Context Construction

The benchmark tool constructs a context (documentation) that is sent to the LLM along with each task prompt. The context varies by language and mode.

Modes

Mode Language Source Description
rustdoc_json Rust crates/bindings Generates rustdoc JSON and extracts documentation from the spacetimedb crate
docs C# docs/docs/**/*.md Concatenates all markdown files from the documentation

Tab Filtering

When building context for a specific language, the tool filters <Tabs> components to only include content relevant to the target language.

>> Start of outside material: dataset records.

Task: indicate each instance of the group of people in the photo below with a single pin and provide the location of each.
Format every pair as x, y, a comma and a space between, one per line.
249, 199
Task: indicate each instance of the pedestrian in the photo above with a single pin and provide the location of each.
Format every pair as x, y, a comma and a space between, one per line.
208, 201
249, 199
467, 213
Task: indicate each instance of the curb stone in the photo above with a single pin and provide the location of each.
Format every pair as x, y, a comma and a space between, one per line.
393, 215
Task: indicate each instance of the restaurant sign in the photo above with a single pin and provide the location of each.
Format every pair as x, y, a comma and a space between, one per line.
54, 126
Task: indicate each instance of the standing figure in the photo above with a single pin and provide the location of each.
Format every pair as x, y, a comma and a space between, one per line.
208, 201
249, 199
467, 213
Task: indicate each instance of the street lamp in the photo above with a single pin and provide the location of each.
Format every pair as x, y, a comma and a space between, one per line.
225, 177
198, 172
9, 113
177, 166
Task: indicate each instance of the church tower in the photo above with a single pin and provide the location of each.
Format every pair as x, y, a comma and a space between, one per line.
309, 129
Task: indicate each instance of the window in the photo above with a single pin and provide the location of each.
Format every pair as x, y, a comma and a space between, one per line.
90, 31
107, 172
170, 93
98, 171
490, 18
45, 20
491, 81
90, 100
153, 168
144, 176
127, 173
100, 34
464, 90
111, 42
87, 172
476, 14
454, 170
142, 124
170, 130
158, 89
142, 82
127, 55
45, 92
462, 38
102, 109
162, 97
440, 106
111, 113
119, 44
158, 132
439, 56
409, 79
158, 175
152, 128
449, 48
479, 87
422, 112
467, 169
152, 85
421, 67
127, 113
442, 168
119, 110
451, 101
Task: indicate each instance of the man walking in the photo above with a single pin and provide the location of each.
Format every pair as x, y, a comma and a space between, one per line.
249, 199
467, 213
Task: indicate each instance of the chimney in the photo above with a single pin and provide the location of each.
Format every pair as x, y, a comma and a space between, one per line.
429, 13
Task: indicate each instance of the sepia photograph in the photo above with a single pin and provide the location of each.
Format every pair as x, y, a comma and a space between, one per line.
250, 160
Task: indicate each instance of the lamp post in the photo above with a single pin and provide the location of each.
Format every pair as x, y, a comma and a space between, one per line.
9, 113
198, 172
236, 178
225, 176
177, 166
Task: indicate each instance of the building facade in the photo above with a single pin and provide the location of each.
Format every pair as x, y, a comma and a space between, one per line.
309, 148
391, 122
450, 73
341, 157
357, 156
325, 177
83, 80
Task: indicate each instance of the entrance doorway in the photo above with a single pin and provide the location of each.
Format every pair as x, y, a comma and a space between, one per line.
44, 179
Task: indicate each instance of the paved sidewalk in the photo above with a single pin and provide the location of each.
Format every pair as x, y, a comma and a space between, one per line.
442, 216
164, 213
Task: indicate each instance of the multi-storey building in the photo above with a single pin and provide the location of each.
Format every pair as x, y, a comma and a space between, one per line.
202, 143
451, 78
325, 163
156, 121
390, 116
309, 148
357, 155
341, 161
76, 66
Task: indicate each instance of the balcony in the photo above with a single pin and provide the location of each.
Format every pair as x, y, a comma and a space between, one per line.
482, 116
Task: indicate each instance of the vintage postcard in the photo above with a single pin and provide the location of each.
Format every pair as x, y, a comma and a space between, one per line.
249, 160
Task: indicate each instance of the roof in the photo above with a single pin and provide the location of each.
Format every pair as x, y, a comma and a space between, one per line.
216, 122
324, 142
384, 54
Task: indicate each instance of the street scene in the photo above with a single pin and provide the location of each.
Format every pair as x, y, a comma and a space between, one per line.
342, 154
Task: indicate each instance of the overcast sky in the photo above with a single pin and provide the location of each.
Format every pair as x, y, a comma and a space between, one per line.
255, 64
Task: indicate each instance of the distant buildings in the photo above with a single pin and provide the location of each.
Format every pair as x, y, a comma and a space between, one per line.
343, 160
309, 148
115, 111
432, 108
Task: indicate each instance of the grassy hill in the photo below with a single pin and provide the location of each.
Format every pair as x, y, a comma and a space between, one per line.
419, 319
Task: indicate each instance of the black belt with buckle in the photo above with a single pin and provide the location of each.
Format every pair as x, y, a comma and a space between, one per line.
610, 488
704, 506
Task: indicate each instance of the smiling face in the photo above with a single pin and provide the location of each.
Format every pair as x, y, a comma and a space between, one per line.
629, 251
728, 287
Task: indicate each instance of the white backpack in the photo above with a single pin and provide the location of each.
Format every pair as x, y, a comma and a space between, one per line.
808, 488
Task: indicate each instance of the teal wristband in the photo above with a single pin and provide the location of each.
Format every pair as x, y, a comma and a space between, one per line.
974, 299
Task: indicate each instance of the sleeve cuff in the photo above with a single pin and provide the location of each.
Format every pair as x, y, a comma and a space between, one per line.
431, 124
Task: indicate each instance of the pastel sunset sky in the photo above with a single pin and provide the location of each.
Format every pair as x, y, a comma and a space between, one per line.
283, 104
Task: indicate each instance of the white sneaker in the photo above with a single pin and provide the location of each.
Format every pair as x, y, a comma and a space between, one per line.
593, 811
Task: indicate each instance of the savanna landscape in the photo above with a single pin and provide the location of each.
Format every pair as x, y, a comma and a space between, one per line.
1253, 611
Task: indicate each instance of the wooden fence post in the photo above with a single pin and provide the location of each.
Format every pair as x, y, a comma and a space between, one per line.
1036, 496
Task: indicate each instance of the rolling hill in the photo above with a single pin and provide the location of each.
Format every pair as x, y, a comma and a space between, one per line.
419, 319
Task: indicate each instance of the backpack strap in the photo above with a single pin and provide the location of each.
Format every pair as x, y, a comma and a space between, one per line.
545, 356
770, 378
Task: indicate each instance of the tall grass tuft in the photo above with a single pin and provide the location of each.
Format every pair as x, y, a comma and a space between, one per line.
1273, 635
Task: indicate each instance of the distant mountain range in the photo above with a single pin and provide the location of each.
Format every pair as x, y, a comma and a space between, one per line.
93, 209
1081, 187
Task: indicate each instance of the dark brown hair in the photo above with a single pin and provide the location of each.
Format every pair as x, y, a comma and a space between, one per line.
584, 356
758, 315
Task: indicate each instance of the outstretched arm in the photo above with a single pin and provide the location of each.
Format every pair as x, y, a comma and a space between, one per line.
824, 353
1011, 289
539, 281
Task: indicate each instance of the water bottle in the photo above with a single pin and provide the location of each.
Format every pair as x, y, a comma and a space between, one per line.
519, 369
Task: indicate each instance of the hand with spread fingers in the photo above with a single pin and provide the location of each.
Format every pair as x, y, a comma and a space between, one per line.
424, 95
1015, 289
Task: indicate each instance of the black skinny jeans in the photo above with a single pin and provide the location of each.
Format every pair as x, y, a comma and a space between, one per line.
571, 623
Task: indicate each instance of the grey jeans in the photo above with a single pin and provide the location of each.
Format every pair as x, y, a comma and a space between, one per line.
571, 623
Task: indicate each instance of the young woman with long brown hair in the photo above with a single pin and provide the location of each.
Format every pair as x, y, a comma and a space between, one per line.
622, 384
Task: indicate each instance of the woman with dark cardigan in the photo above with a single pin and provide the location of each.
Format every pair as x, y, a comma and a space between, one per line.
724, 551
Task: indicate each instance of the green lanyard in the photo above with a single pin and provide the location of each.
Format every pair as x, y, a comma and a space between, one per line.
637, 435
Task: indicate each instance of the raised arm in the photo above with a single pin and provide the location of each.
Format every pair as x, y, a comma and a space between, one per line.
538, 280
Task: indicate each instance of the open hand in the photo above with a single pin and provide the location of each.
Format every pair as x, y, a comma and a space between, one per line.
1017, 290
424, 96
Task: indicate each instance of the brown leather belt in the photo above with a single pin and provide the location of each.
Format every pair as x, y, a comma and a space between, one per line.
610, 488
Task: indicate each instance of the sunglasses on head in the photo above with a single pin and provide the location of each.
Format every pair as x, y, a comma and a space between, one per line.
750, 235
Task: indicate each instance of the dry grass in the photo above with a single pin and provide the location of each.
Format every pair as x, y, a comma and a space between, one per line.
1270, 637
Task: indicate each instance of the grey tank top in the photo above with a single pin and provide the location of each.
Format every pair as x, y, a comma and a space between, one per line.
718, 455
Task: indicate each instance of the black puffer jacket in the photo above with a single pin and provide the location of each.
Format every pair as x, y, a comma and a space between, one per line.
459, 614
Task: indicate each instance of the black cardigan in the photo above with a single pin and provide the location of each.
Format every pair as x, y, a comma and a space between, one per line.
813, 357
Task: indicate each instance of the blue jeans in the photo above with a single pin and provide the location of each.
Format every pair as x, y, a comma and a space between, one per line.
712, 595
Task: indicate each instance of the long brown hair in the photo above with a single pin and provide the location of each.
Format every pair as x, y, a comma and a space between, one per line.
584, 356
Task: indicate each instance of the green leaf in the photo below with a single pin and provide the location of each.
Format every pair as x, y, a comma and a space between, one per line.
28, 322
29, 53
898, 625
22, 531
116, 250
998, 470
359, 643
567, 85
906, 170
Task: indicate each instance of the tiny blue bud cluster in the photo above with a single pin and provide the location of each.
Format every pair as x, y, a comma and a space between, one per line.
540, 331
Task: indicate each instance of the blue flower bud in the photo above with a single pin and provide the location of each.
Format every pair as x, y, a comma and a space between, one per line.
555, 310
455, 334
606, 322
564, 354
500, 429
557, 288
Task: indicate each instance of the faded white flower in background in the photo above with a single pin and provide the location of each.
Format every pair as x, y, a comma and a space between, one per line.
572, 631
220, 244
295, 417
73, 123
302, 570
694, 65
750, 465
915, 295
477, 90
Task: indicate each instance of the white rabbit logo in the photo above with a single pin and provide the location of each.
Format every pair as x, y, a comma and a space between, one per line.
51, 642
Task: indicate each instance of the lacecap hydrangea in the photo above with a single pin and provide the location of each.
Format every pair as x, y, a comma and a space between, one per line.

This reduces noise and helps the LLM focus on the correct syntax.

Filtered tab groupIds:

groupId Purpose Tab Values
server-language Server module code examples rust, csharp, typescript
client-language Client SDK code examples rust, csharp, typescript, cpp, blueprint

Filtering behavior:

  • For C# tests: Only value="csharp" tabs are kept
  • For Rust tests: Only value="rust" tabs are kept
  • If no matching tab exists (e.g., client-language with only cpp/blueprint), the entire tabs block is removed

Example transformation:

Before (in markdown):

<Tabs groupId="server-language" queryString>
<TabItem value="csharp" label="C#">
C# code here
</TabItem>
<TabItem value="rust" label="Rust">
Rust code here
</TabItem>
</Tabs>

After (for C# context):

C# code here

Documentation Best Practices

When writing documentation that will be used by the benchmark:

  1. Use consistent tab groupIds: Always use server-language for server module code and client-language for client SDK code
  2. Include all supported languages: Ensure each <Tabs> block has tabs for all languages you want to test
  3. Use consistent naming conventions: The benchmark compares LLM output against golden answers, so documentation should reflect the expected conventions (e.g., PascalCase table names for C#)

Troubleshooting

HTTP 400/404 from providers

  • Check the model ID spelling and whether it’s available for your account/region.
  • Verify the correct base URL for non-default gateways.

Timeouts / Rate-limits

  • Lower LLM_BENCH_CONCURRENCY or LLM_BENCH_ROUTE_CONCURRENCY.
  • Some providers aggressively throttle bursts; use backoff/retry when supported.